Later on Friday, the U.S. retail sales for June will be released. They are expected to have gone up 0.8% from May, while the Michigan consumer sentiment index for July could show a less optimistic picture.

EUR/USD traded flat at 1.0016, holding above parity despite the widely respected Mario Draghi offering his resignation as Prime Minister of Italy in the wake of losing the support of one of the country’s largest political parties from his broad coalition government.

This political chaos makes an already bad macro picture even worse, as the European Commission showed on Thursday when it cut its GDP forecast for 2023 from 2.3% to 1.4%.

In a note, analysts at ING said, “Another try to break below 1.0000 seems likely in the coming sessions, and this time we could see a more decisive move down.” “We still think that 0.9800 to 0.9900 could be a short-term bottom for the EUR/USD.”

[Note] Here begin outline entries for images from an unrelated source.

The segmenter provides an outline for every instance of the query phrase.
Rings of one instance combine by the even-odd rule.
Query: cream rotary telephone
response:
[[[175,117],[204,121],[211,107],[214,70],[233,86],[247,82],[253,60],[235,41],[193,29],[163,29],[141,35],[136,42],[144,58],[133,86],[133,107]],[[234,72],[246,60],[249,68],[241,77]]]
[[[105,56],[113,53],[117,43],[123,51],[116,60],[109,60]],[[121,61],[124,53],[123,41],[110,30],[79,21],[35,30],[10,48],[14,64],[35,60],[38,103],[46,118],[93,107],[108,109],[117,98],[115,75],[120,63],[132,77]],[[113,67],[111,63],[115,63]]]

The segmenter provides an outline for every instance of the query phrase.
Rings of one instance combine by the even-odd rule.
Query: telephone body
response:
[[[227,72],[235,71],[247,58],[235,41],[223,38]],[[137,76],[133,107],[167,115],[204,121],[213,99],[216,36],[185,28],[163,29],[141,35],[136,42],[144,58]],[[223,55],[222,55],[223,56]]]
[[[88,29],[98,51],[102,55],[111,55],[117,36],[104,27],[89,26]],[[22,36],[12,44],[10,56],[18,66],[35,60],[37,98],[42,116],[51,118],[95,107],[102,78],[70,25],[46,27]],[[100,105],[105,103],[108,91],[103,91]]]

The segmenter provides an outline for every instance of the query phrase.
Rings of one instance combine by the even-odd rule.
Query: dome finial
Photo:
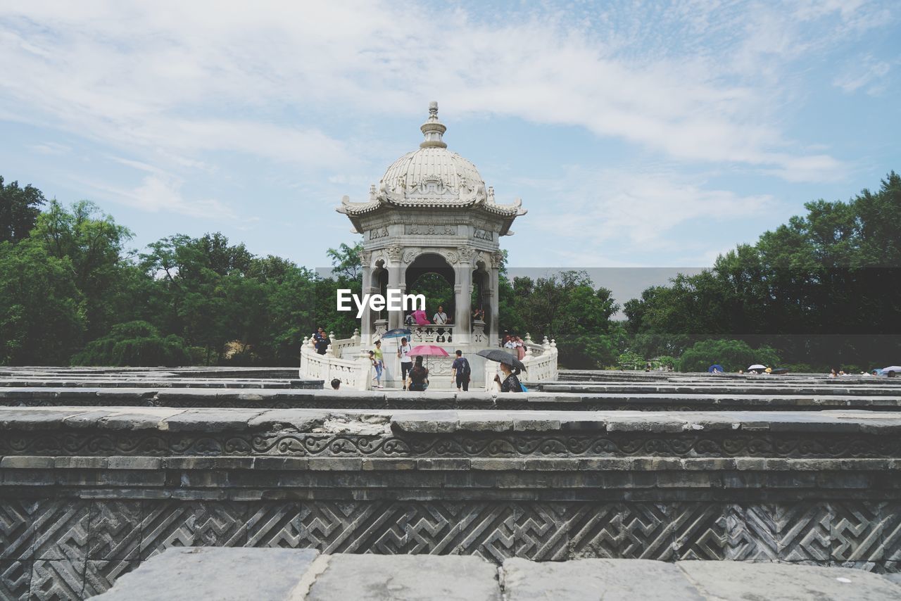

The USD/JPY fell 1% to 138.79. It reached 139.38 overnight for the first time since September 1998, when the Fed and the Bank of Japan had different monetary policies. This put a lot of pressure on the Japanese currency.

The pair is getting very close to the psychologically important 140 level, which it hasn’t been at since 1998. This could cause officials to step in.

GBP/USD fell 0.1 percent to 1.1816 after falling to a 28-month low of 1.1761 overnight, putting the currency on track for its worst week since early May as political uncertainty casts a pall over the pound.

The USD/CAD went up 0.1% to 1.3127, and the greenback regained its balance after the Bank of Canada raised rates by 1% on Wednesday.

“We think that the Bank of Canada’s faster rate hikes could help the currency in the long run, but for now, external factors like global risk sentiment and oil prices continue to play a much bigger role and may keep CAD gains limited in the near term,” said ING.

Risk-sensitive The AUD/USD fell 0.3% to 0.6726, the NZD/USD remained unchanged at 0.6129, and the USD/CNY rose 0.1% to 6.7636. The yuan fell to its lowest level against the dollar in two months after China’s economy shrank sharply in the second quarter, with GDP falling 2.6% from the previous quarter.